With the irrational and the rational parts of their culture circling in their minds, Ghanaian students normally give in to the more powerful and enticing irrational components, seeing them “not only use the charms to confuse teachers during exams, but also used them to haunt their fellow students, whom they considered to be performing better in class” (myjoyonline.com/The Ghanaian Chronicle/Ghanaweb.com, Saturday, 8 March 2008).
In most schools during soccer competitions juju-marabout mediums and other spiritualists are heavily employed to defeat opposing schools – hard work, organization and planning is minimized. Tamale tells us that this is spreading to other endeavours. And most students carry these practices to the larger society in all sorts of ways despite the general acceptance that it is evil, as Rauhouf Awudu, Headmaster of the Business Senior High School, said, “since it compelled them (students) to always think evil.” But the juju-marabout mediums who undertake such practice do not think so – the culture has conditioned them not to think so. That gives Rauhouf Awudu and the objective Ghanaian society more work to do to minimize the impact of such irrational practices on Ghana’s progress.
The Tamale pattern persists in Ghana’s development process. In the Tamale, as are elsewhere in Ghana, while the scientific side of the Ghanaian mind demand objective evidence as to why talismans, charms and amulets should be used to confuse teachers during exams and haunt bright students, their brains’ mythopoeic, irrational side entice them to irrational marvels – to the use of talismans and amulets to harm others. Can these irrational matters be addressed with a whole mind, in the context of the Ghanaian culture, as Rauhouf Awudu mount campaigns to ban the use of charms and amulets? Can the two instincts of the Ghanaian brain - the rational and the irrational - formed by the Ghanaian culture, be made to fit together?
The Tamale incident is deep-seated nation-wide, impacting on objectivity as a development issue. No doubt, as Rev. Fr. Dr. Anthony Afful-Broni, of the Department of Psychology and Education, University of Education Winneba, observes, such practices have “damaging effects on human beings and society in general.” The Ghana nation-state, created by the British colonialists, as a development project, faces daunting challenges. One of them is how to comprehend the nation-state in such a way that its traditional values – both rational and irrational – could be rigorously analyzed and used for progress.

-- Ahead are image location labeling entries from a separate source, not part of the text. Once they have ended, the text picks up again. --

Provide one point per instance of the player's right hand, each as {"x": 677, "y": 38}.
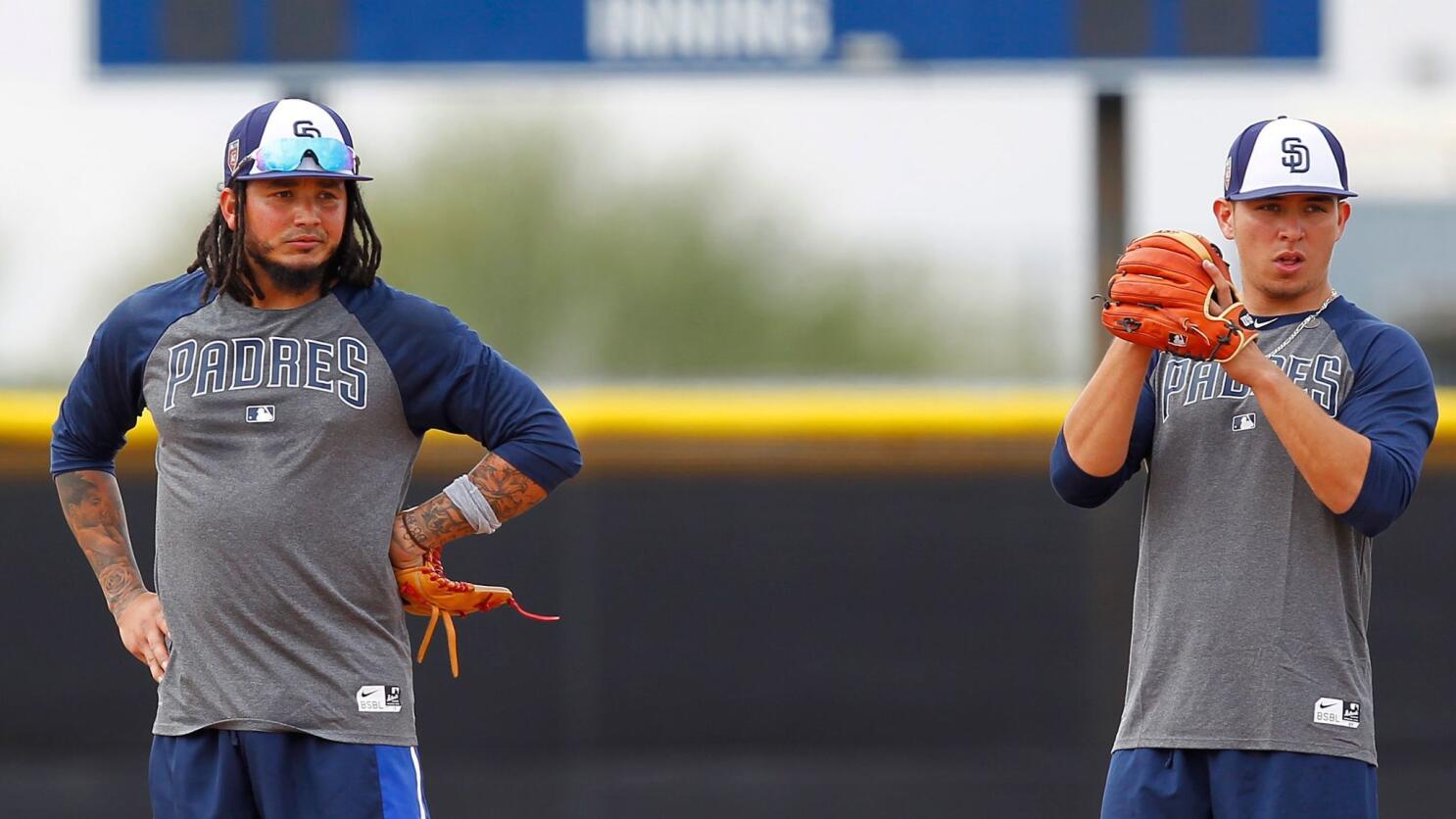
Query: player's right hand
{"x": 144, "y": 632}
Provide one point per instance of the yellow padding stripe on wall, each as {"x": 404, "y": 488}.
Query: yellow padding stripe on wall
{"x": 746, "y": 411}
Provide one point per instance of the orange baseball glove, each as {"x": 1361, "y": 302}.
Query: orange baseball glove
{"x": 1161, "y": 297}
{"x": 427, "y": 591}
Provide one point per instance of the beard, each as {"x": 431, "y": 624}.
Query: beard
{"x": 284, "y": 276}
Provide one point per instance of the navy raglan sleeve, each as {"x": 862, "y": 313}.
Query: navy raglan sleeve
{"x": 105, "y": 396}
{"x": 450, "y": 380}
{"x": 1392, "y": 404}
{"x": 1081, "y": 489}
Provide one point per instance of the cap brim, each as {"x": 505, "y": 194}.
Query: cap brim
{"x": 1282, "y": 191}
{"x": 315, "y": 173}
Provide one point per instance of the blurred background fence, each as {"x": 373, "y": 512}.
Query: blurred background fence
{"x": 776, "y": 602}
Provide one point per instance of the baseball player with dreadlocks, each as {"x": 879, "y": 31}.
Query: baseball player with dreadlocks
{"x": 290, "y": 390}
{"x": 1272, "y": 465}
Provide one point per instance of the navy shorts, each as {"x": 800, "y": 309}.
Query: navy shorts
{"x": 236, "y": 774}
{"x": 1175, "y": 783}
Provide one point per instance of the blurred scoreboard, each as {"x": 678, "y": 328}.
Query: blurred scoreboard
{"x": 697, "y": 33}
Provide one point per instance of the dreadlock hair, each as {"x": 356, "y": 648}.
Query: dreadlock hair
{"x": 220, "y": 251}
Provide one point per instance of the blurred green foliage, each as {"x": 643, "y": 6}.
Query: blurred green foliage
{"x": 577, "y": 276}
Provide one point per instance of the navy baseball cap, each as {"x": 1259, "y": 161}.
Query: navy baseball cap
{"x": 1286, "y": 156}
{"x": 290, "y": 137}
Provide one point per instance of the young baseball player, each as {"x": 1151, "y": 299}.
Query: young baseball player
{"x": 290, "y": 387}
{"x": 1269, "y": 474}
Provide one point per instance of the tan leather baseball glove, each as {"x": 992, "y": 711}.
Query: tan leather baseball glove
{"x": 1161, "y": 297}
{"x": 427, "y": 591}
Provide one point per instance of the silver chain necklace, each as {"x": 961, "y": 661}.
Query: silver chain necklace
{"x": 1308, "y": 320}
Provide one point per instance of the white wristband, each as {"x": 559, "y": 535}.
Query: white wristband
{"x": 473, "y": 506}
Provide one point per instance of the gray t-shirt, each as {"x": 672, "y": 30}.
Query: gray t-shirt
{"x": 1252, "y": 599}
{"x": 284, "y": 452}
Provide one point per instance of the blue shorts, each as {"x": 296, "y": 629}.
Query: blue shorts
{"x": 240, "y": 774}
{"x": 1177, "y": 783}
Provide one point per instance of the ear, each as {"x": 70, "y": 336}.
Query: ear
{"x": 227, "y": 203}
{"x": 1342, "y": 216}
{"x": 1223, "y": 212}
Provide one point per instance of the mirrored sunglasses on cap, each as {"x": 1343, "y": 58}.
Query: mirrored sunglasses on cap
{"x": 287, "y": 153}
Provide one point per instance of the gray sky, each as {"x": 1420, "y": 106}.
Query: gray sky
{"x": 986, "y": 174}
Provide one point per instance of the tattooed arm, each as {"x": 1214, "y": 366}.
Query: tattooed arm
{"x": 92, "y": 506}
{"x": 437, "y": 521}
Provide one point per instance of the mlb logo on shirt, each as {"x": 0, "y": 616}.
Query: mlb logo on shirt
{"x": 1336, "y": 711}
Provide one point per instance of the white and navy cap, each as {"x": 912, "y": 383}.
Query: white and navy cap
{"x": 1286, "y": 156}
{"x": 296, "y": 120}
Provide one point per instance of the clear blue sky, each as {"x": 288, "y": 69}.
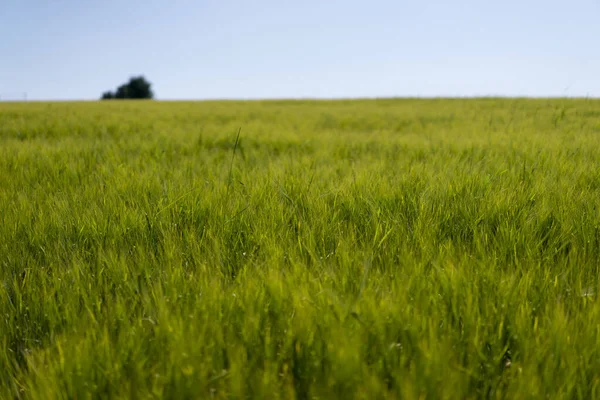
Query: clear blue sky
{"x": 199, "y": 49}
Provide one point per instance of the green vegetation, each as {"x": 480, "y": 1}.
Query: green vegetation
{"x": 342, "y": 249}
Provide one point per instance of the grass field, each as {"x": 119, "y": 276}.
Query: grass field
{"x": 440, "y": 249}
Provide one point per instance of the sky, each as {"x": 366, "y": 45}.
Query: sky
{"x": 225, "y": 49}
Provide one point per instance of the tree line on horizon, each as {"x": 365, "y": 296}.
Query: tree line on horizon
{"x": 137, "y": 88}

Despite high sounding leaders and elites such as Kwame Nkrumah, Dr. Kofi Busia, Dr. Hilla Liman, Obed Asamoah, Nana Akuffo Addo, Prof. Allotey, and Paul Victor Obeng that have emerged, Ghana is yet to see revolutions in ideas that emanate from its traditional values for progress as the Europeans and the Japanese have done. For now, pretty much of the values running Ghana are foreign to the detriment Ghanaian ones – there are no balances whatsoever, and may be the reason why the Tamales have grown in the past 50 years. When a university graduate thinks her sister cannot give birth because of witchcraft and other evil forces then the entire educational system has big problem in the development process.
It makes Ghana look like it doesn’t have elites who are able to think well from within their traditional values and play them up with the global neo-liberal ones as the Japanese have done. More hopelessly, Ghanaian leaders and elites are at the mercy of foreign thinkers. In fact the late Senegalese President, Leopold Senghor, used to echo the Western perception that Africans cannot think well and are good at expressing their emotions than thinking. Senghor used to bring in Europeans when he faces developmental challenges.
The challenge is how to spark revolution in ideas, by Ghanaian elites from within their culture that will refine most of the irrational Tamale practices. The European pre-Enlightenment started in the middle of the 18th century and the activity of thinkers such as Jean-Jacques Rousseau and François Marie Arouet ("Voltaire") fully articulated the cultural values and consequences of Enlightenment thought in the face of erroneous thoughts, irrationalities, superstitions and a dedication to systematizing the various intellectual disciplines.
The issue is how to demonstrate the usage of good traditional values as well as refining the Tamale ones for progress. For while Ghana’s Founding Fathers – Dr J.B. Danquah, Kwame Nkrumah, J. Tsiboe, Paa Grant, Akuffo Addo, William Ofori Atta, Ako Agyei, Dr Aggrey, George Ferguson, John Mensah Sarbah, King Ghartey IV of Winneba, Otumfuo Osei Agyeman Prempeh I and Obetsebi Lamptey – in the face of oddities worked hard to free their people from colonial rule, the challenges today is how to further civilize and rationalize Ghana from within its traditional values in its development process so as to minimize the high incident of the Tamales.